Citigroup bids $10.8 bln for broker Nikko Cordial
TOKYO/NEW YORK (Reuters) - Citigroup Inc. (C.N) bid $10.8 billion for troubled Japanese securities firm Nikko Cordial Corp. 8603.T on Tuesday, as the largest U.S. bank looks to return to prominence in a country where it has suffered big losses.
The purchase would be the largest foreign takeover of a Japanese company, eclipsing Vodafone Group Plc's (VOD.L) $7.6 billion buyout of Japan Telecom and mobile unit J-Phone in 2001.
The acquisition of Japan's third-largest securities firm would also be Citigroup's biggest purchase since its $12.5 billion takeover of Mexico's Grupo Financiero Banamex-Accival in 2001 and its largest purchase in Asia.
It would be Chief Executive Charles Prince's largest purchase. Adding Nikko would move Prince closer to his goal of generating 60 percent of profit outside the United States, amid calls from many investors to boost profit and revenue faster.
"We believe Nikko will be the cornerstone of our business in Japan," said Michael Klein, Citigroup's co-president of corporate and investment banking, in an interview. "Japan is a growing market and a changing market, which creates opportunity for us."
Nikko had been hit by an accounting scandal at its merchant banking arm. It has admitted to forging documents and booking about $300 million in excess profit over two years. The Tokyo Stock Exchange has been deliberating whether to delist the firm.
Citi, which already owned 4.9 percent of Nikko, said it plans to boost the brokerage's revenues through measures, including combining Citigroup retail banking and credit card businesses with Nikko's retail brokerage business.
A spokeswoman said Citi plans to retain the Nikko brand for brokerage. Citi's largest retail brokerage business is its mainly-U.S. based Citi Smith Barney operation, which has over 600 offices.
It also hopes to cut costs by combining technology and administrative support services. Nikko has 109 retail branches.
Citigroup said it will offer 1,350 yen for each Nikko share, a small premium to their closing price on Tuesday. If all shares were tendered, the cost could be as much as 1.253 trillion yen. Nikko Cordial ended Tuesday with a 1.3 trillion yen market value.
The price values Nikko at 28 times earnings, compared with multiples of 20 at Nomura Holdings Inc. (8604.T) and 22 at Daiwa Securities Group Inc. (8601.T), Nikko's larger rivals, according to Reuters data.
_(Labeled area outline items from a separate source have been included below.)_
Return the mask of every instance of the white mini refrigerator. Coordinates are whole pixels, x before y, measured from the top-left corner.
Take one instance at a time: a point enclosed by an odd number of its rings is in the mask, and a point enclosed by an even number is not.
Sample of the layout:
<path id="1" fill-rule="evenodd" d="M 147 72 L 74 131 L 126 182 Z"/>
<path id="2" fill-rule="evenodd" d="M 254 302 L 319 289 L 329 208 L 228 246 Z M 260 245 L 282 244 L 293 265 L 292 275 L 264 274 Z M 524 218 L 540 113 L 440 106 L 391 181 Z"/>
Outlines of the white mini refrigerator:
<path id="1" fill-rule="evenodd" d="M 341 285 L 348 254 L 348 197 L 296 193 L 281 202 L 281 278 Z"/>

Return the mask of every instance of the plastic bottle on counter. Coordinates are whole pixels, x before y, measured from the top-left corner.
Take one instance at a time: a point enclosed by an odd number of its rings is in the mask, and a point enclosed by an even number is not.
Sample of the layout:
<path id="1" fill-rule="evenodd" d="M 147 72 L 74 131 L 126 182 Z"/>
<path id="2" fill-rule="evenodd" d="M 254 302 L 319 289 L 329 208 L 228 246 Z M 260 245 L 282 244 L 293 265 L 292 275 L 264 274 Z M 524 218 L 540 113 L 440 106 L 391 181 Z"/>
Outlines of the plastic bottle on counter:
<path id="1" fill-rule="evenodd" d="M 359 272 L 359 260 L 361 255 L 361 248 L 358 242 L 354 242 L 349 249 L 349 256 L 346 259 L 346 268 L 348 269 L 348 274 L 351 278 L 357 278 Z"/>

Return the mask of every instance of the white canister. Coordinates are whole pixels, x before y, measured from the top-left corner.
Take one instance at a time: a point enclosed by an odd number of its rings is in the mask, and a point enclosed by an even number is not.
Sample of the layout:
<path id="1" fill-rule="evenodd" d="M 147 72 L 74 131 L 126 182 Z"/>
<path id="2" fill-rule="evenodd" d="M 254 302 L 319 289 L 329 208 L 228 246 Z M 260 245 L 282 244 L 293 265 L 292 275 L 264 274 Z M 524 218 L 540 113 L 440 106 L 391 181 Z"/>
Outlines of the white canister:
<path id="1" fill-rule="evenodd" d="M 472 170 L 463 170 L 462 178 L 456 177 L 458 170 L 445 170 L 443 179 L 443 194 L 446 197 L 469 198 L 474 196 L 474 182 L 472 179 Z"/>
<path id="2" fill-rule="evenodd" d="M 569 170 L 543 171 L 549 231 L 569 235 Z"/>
Nikko shares jumped 14 percent before the announcement on news Citigroup was poised to bid.
Citi's shares were up 94 cents, or 1.9 percent, at $50.19 in early afternoon trading on the New York Stock Exchange, turning in one of the top performances for bank shares during the session.
Citi expects the deal to boost earnings.
LOSSES AND SCANDALS
Citigroup has faced difficulty in Japan before.
In January, it said it lost $368 million in the fourth quarter after new laws forced it to repay loan interest charges that were retroactively deemed excessive.
And in 2004, regulators closed down its Japanese private bank for violations including loose money laundering controls.
Citigroup and Nikko share control of an investment banking joint venture, Nikko Citigroup Ltd.
New York-based Citigroup had owned as much as 25 percent of Nikko Cordial after bailing it out of a 1998 financial crisis.
"Citi and Nikko already have a deep relationship so it should be a good cultural fit," said Neil Katkov of Celent, a financial consultant. "It really puts a foreign player right into the middle of the brokerage industry in Japan."
A successful acquisition would contrast with failures by other foreign companies seeking to make inroads in the world's second-biggest economy.
Merrill Lynch & Co. Inc. MER.N, for example, tried to build a Japanese retail broking business on the ruins of Yamaichi Securities, a Nikko rival that collapsed in 1997. The business folded after losses peaked at about $500 million in 2001.
NOT WAITING FOR DELISTING
Citigroup might have scooped up Nikko more cheaply had it waited for a delisting, but analysts said that strategy would have carried risks.
They said Nikko clients and staff might have abandoned the firm, while private equity funds might have tried to buy Nikko's profitable mutual funds unit and acquire assets in its merchant banking portfolio.
Asked why Citigroup did not wait for a delisting, Klein said the bank wanted to make sure employees, clients, shareholders and regulators were treated in a way that would enhance Nikko's long-term reputation.
He declined to discuss possible layoffs.